Like Whitworth, Emily Scott Beck lets things happen in front of her recording devices, differentiating herself from the documentarian by giving her subjects physical and conceptual constraints. She explores the relationship between explicit narrative content and context, often dealing more abstractly with narrative itself. In a word, she is interested in the gist. In two video works that investigate gender and narrative, Beck uses prompts to get her subjects talking. In "Churn," various women Beck knows were asked to express "anything that frustrates them as a woman" while they submerged their faces in water. Their words are rarely understandable, but their stressed vocal tones combine with their washed-out skin and scrunched facial expressions to convey something essential, larger than any statement or secret. Beck's sharpness comes through best in "Belief," an audio work installed in the Ackland's permanent collection. Paintings and sculptures of Christ, St.
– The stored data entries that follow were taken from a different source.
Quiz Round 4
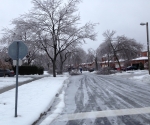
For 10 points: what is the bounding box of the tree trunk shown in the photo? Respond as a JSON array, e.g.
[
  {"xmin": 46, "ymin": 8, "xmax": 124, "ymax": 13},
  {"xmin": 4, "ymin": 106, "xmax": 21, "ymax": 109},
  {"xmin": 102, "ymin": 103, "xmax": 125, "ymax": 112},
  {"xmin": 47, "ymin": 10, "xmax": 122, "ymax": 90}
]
[
  {"xmin": 51, "ymin": 58, "xmax": 56, "ymax": 77},
  {"xmin": 52, "ymin": 40, "xmax": 57, "ymax": 77},
  {"xmin": 95, "ymin": 57, "xmax": 98, "ymax": 70},
  {"xmin": 59, "ymin": 53, "xmax": 63, "ymax": 74},
  {"xmin": 109, "ymin": 40, "xmax": 122, "ymax": 72},
  {"xmin": 114, "ymin": 53, "xmax": 122, "ymax": 72},
  {"xmin": 107, "ymin": 54, "xmax": 110, "ymax": 67},
  {"xmin": 59, "ymin": 62, "xmax": 63, "ymax": 74}
]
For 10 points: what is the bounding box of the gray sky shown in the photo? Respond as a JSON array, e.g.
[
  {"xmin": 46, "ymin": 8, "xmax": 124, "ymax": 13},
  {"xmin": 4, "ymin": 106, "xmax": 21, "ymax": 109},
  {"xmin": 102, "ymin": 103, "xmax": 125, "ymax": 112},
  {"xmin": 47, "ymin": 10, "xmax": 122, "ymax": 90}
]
[{"xmin": 0, "ymin": 0, "xmax": 150, "ymax": 52}]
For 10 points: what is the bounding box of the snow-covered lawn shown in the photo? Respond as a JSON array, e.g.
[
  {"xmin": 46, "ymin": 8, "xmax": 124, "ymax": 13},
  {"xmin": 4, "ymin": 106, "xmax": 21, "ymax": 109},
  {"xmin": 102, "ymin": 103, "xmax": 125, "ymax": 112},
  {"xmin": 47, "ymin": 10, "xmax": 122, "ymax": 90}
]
[
  {"xmin": 0, "ymin": 77, "xmax": 33, "ymax": 89},
  {"xmin": 0, "ymin": 72, "xmax": 69, "ymax": 125},
  {"xmin": 0, "ymin": 71, "xmax": 50, "ymax": 89}
]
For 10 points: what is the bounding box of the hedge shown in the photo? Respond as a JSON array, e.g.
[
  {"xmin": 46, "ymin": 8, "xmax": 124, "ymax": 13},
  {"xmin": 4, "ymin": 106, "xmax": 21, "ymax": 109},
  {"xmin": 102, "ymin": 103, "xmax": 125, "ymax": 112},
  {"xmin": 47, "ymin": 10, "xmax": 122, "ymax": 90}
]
[{"xmin": 13, "ymin": 65, "xmax": 44, "ymax": 75}]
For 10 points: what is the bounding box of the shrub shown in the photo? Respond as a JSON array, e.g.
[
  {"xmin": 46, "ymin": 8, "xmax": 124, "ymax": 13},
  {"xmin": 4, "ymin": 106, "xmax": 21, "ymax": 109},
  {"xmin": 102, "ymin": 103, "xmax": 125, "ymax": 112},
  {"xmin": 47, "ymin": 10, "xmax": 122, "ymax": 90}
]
[
  {"xmin": 13, "ymin": 65, "xmax": 44, "ymax": 75},
  {"xmin": 97, "ymin": 67, "xmax": 117, "ymax": 75},
  {"xmin": 38, "ymin": 67, "xmax": 44, "ymax": 75},
  {"xmin": 139, "ymin": 62, "xmax": 144, "ymax": 70}
]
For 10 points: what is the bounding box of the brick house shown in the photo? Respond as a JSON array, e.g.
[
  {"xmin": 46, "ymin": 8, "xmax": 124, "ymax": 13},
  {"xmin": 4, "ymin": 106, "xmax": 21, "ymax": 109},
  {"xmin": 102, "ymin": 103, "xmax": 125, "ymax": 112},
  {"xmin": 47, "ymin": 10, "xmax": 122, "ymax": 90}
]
[
  {"xmin": 67, "ymin": 51, "xmax": 148, "ymax": 71},
  {"xmin": 100, "ymin": 51, "xmax": 148, "ymax": 70},
  {"xmin": 130, "ymin": 51, "xmax": 148, "ymax": 69},
  {"xmin": 79, "ymin": 62, "xmax": 95, "ymax": 70}
]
John and St. Francis alternate with speakers emitting low-volume narratives about the development of one's belief or disbelief in God. The room becomes church-like as the audio's whisper combines with the austerity of the older works.

Kia Mercedes Carscallen also creates a sanctified space in "Systemic," which projects two videos on an alcove's floor. Like Beck, Carscallen uses no camera movement, instead drawing on her background in performance to enact the ritual. A figure (the artist) seen from above twitches, trapped beneath a white sheet on a bed. In her artist statement, Carscallen notes that she uses her body "not as an individual body but as a social body, collective body." At times, the figure doubles, evoking memories of jumping on the bed with her twin sister. But it doesn't find its way to any real place. Themes of family and illness power this work. Unable to walk for the better part of a decade during her youth, Carscallen also has cared for family members enduring significant illnesses. In contemplating the social difference of illness, Carscallen finds a universal, third category apart from either "normal" or "unwell" in these images, which are somehow neither concrete nor abstract.

Jessica Dupuis' untitled porcelain boxes describe the arc of her experimental project in the way they're displayed. Using the cardboard boxes that her clay is shipped in, she applies slip and newspaper. As the forms dry, the box absorbs moisture, reshaping the form as it buckles and curls. The finished product is tantalizingly tangible—they look like starting points, little rooms that one wants to climb inside and walk around in.

Ultimately, the boxes convey an obsessive purity, something honed through iterations of making and thinking in the studio.

Student work can be iffy—sometimes signifying less than imitating—but these graduate artists are reaching for universal expressions even as they're learning their media. And in the moments when these artists don't quite grasp what they're reaching for, one is certainly better for seeing where they're heading.